A mam takie pytanie do ciebie Robert ? : Czy to wszystko co się dzieje niepokojącego wokół ostatniej części ,,Niezniszczalnych ,, czyli
PG -13 ,Wyciek do sieci ,Słaby wynik finasowy może mieć wpływ na produkcje sequela ,,Olimpu w ogniu ,, ? Czy ,,Londyn w ogniu ,, jest zagrożony PG -13 i innymi pier*do*łami ?
W sumie dość ciężko na tę chwilę wyrokować jak klęska Niezniszczalnych może wpłynąć na kontynuację Olimpu. Na pewno oręż w postaci PG13 może zostać wybity producentom z głowy na dobre. Target tego typu filmów jest raczej dość hermetyczny i uważam że zmniejszanie kategorii wiekowej wcale nie przysporzy wielu widzów- raczej podpada się wtedy wiernym fanom! Młodziki to chodzą na Zmierzchy czy Transformersy. Oni po prostu nie rozumieją fenomenu kina akcji lat 80/90 i żadna siła ich na takie filmy nie zaciągnie.
Skoro jedynka Olimpu miała R, to dwójka też taka musi być. PG13, co jeszcze raz podkreślę, na pewno nie zaciągnie młodszych widzów do kina.

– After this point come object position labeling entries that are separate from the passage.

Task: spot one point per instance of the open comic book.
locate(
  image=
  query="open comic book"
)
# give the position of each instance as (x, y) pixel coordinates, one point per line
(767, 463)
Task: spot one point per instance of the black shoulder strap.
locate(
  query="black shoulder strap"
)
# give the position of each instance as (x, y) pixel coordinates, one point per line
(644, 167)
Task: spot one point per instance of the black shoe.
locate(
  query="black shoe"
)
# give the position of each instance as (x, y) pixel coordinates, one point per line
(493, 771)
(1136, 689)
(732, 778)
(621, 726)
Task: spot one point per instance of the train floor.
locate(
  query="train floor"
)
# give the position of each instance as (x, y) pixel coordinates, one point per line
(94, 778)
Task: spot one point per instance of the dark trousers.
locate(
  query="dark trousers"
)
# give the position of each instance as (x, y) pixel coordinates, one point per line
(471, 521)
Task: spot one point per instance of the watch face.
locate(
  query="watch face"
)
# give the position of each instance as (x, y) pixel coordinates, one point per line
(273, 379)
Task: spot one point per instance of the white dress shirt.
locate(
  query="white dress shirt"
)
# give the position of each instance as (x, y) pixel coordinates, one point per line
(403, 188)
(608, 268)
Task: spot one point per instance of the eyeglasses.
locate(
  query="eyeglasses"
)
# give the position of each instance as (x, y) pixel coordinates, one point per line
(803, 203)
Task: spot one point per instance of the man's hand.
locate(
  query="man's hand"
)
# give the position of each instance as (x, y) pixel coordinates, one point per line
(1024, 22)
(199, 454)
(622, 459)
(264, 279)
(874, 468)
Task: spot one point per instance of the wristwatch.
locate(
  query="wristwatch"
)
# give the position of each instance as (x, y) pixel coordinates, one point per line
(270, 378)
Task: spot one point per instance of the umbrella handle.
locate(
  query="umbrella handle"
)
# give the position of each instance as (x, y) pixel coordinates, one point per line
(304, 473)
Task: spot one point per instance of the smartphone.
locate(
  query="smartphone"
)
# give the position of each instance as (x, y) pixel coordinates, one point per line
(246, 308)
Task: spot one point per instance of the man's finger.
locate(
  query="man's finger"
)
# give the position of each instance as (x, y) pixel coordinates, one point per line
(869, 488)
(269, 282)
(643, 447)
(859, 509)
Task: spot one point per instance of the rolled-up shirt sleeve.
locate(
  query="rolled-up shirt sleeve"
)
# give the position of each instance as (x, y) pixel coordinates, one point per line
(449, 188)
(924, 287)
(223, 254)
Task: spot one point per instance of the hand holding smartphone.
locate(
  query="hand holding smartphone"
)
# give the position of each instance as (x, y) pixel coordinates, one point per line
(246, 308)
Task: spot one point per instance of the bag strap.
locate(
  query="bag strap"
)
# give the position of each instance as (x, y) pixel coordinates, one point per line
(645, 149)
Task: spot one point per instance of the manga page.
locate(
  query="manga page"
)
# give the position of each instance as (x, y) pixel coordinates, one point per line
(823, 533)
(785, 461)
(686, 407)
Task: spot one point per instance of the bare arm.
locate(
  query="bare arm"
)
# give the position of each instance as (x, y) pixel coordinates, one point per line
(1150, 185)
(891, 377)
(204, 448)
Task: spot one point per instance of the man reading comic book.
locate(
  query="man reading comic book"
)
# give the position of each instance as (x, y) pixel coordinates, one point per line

A jak myślisz Robercie ,jeżeli ,,Niezniszczalni 3 ,, naprawdę staną się klęską finansową to producenci obarczą to bardziej
wyciek do sieci filmu czy też PG -13 ,Dobranie Młodzików ,Młodzieżowy styl filmu itp
Jestem pewien że wyciek kopii do sieci. PG13, młodzieżowy styl itp. to dla wielu producentów niestety zaleta, bo myślą że to zwiększy przychody do kasy. A w przypadku tego typu filmu jest zdecydowanie odwrotnie.
Teraz zobacz Bradock ile bardziej okazale wypadła by finałowa rozwałka w budynku gdyby Niezniszczalni mieli R i do minimum ograniczyliby CGI. Wszystko robione stara szkołą- byłoby to coś pięknego. A tak sekwencja jest świetna, ale potencjał miała o wiele. wiele większy.
Zgadza się !!! Gdyby była R -ka i świetny montaż ,znakomita reżyseria to było by to coś pięknego !!! Natomiast sam pomysł walki w ruinach tego starego budynku całkiem dobry i trafiony .Ale niestety PG -13 zniszczyło to .
Mnie się podobał ! Wszystko to, czego oczekiwałam po tym filmie zostało spełnione ! Idealny film na pośmianie się, posłuchanie kawałka dobrej muzy (Neil Young FTW !) i pooglądanie dobrej akcji. Lubię o tej trylogii mówić : "na pierwszym miejscu wybuchy, na drugim żarciki o tym, że bohaterowie są starzy a na trzecim dopiero fabuła" - i to jest urok Niezniszczalnych.